The use of cover crop mixtures in row crop systems could potentially deliver greater ecosystem services than a single species - a legume will fix nitrogen, a grassy species will scavenge nitrogen, some cover crop species enhance weed control, and others contribute more carbon. However, the benefits from cover crop mixtures to soil sustainability and cash crop performance may vary depending on terrain. Plant species have preferred niches; mixtures may overcome field variability by containing plant species that establish in their preferred topographic location. Yet, despite farmers’ interest and high ecosystem service potential, there is only very limited research reported on cover crop mixtures, and no information on their performance in topographically diverse agricultural landscapes of the Midwest.
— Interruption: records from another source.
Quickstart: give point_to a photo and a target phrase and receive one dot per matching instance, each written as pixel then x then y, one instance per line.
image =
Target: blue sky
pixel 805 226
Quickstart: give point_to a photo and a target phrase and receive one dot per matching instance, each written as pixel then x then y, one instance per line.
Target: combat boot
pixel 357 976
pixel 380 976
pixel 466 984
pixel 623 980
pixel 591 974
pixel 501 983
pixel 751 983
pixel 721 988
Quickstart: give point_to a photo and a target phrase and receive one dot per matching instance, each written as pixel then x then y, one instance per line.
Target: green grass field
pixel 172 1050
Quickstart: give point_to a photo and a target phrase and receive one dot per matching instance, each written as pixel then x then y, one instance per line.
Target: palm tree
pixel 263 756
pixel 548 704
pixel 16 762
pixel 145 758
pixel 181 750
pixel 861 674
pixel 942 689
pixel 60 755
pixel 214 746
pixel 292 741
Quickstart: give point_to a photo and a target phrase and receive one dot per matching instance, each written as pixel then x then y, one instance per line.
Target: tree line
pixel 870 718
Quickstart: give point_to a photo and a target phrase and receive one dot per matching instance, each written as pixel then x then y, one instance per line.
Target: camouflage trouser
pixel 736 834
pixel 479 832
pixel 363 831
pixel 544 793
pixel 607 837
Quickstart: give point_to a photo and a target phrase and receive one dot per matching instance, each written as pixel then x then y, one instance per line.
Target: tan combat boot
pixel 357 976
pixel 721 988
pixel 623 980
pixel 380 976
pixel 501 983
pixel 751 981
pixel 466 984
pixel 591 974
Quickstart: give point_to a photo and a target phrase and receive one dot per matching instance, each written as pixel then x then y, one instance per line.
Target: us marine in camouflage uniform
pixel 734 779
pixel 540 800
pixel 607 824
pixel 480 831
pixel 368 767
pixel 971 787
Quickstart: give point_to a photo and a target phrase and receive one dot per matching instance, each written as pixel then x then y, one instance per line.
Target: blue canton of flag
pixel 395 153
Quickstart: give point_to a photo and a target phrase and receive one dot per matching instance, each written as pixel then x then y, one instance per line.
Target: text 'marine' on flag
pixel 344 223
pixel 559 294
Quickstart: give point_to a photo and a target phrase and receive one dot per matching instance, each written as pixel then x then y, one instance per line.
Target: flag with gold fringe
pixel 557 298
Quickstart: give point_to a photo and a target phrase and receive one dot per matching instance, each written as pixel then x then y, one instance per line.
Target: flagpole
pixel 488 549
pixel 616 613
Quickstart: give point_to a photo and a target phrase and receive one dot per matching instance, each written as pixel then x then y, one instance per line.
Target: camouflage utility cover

The objective of this study was to assess performance of two cover crop mixtures, cold-hardy and cold intolerant, in corn and wheat, at three contrasting topographical positions. The cold-hardy mixture consisted of annual ryegrass, crimson clover, and dwarf essex rape; the cold-intolerant mixture consisted of oats, winter pea, and radish. Three contrasting topographical positions were (i) summit, (ii) slope (iii) depression. Field experiments were conducted at two experimental sites and 4-5 large fields in Southeastern and Central Michigan in 2016 and 2017. Preliminary results indicate that, while overall cover crop above and belowground biomass was the greatest in topographical depressions followed by summits and slopes, not all species were sensitive to topographical variations, thus affecting the relative composition of the mixtures. Radish and dwarf essex rape performed substantially better in depressions than on slopes and summits, while crimson clover and winter pea were not affected by topography. Greater above-ground biomass produced by oats and radish in the cold-intolerant mixture contributed more to soil organic matter, as indicated by higher particulate organic matter (POM) levels compared with POM in the cold-hardy mixture.